Our study has also demonstrated that regular PSA testing was associated with an increased risk of PCa diagnosis. This aligns with international studies and represents the well-established potential harm of overdiagnosis in PCa screening [14, 15]. However, the difference in the rates of low-risk disease between the ScG and non-SG groups was merely 7.7%. With advancements in cancer detection and the broader applicability of active surveillance, the balance in this cohort may well be leaning toward the survival benefits achieved through regular PSA testing [16].

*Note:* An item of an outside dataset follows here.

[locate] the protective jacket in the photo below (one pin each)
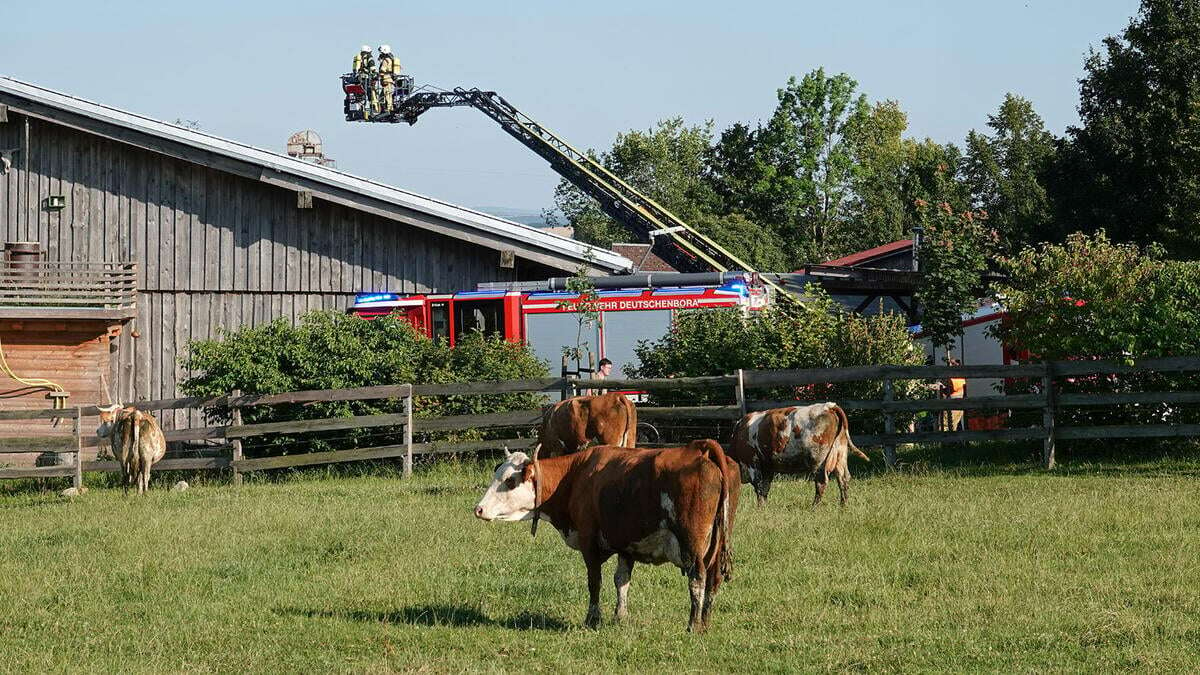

Our study has some limitations. Firstly, the study is a retrospective analysis of prospectively collected data. We cannot ascertain if the two groups were identified as no data on comorbidities was available in the dataset. The baseline PSA level between the two groups was not compared. However, all men in this cohort had a PSA test and therefore were deemed “fit enough” for PCa screening by their primary healthcare providers. Secondly, there were no data on PCa disease stage at diagnosis, the treatment received or the length of follow-up between the study groups, which could impact patient outcomes. This information was generally poorly documented in the NZCR for PCa. In addition, our study did not identify causes for the different rates of PSA testing among Māori men. However, despite these limitations, we found significant differences in the outcomes.